The volume is divided into two parts, and the articles are arranged chronologically. Part 1, The Social Record, illuminates the issues, problems, and ideas of the period. Part 2, The Literary Record, contains articles which deal chiefly with literary values. In addition, Mr. Cowley has written a lively, new, retrospective essay for this volume, “ Adventures of a Book Reviewer,” in itself a classic on the art of the book review. No important name and no vital issue of this significant period is omitted from this record, attesting to Mr. Cowley’ s remarkable discernment and to the purity of his artistic judgment. Thus, the record has a special value for the student of the era.
Malcolm Cowley was an American novelist, poet, literary critic, and journalist. Cowley is also recognized as one of the major literary historians of the twentieth century, and his Exile's Return, is one of the most definitive and widely read chronicles of the 1920s.
Cowley was one of the dozens of creative literary and artistic figures who migrated during the 1920s to Paris and congregated in Montparnasse. He lived in France for three years, where he worked with notables such as Ernest Hemingway, Ezra Pound, E. E. Cummings and others. He is usually regarded as representative of America's Lost Generation.

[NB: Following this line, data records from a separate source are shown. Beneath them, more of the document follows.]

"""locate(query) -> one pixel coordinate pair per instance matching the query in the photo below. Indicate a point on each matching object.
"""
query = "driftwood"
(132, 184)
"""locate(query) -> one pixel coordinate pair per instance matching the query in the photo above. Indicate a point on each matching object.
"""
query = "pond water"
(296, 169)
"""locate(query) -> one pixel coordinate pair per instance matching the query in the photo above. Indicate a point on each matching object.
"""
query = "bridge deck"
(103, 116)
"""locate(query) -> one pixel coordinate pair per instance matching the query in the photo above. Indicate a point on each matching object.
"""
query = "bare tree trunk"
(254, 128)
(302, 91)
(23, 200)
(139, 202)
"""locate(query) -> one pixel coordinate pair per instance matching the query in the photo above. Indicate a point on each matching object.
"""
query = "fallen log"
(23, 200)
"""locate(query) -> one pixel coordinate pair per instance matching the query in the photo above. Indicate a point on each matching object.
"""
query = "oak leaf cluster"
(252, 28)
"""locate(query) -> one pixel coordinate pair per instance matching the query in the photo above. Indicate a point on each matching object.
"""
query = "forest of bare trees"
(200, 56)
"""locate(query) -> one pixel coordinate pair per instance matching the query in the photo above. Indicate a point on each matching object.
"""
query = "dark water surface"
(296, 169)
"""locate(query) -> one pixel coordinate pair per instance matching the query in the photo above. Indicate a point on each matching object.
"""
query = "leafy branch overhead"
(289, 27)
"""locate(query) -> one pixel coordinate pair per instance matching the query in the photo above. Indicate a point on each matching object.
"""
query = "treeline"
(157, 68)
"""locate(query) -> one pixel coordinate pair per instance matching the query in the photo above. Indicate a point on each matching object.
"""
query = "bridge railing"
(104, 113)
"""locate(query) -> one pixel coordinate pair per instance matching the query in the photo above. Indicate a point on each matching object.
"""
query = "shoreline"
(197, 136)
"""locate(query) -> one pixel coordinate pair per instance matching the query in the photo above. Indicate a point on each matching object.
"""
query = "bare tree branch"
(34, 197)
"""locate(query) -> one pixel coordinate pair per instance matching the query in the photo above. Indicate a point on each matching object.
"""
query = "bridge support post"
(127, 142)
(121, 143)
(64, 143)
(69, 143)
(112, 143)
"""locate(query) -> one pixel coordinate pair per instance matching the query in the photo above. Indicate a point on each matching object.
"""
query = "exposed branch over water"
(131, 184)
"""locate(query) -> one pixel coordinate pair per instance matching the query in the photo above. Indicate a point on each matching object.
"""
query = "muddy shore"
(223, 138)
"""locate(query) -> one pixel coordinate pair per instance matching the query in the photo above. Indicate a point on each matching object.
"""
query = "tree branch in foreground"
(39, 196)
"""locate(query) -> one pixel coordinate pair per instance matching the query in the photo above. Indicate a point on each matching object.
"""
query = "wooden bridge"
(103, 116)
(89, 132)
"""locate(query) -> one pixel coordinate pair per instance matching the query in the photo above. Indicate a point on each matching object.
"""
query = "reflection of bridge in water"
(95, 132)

As a consulting editor for Viking Press, Cowley notably championed the work and advanced the careers of the post-World War I writers who sundered tradition and fostered a new era in American literature. He was the one who rescued writers such as William Faulkner and F. Scott Fitzgerald from possible early oblivion and who discovered John Cheever and goaded him to write. Later Cowley championed such uncommon writers as Jack Kerouac and Ken Kesey
His extraordinarily creative and prolific writing career spanned nearly 70 years, and he continued to produce essays, reviews and books well into his 80's.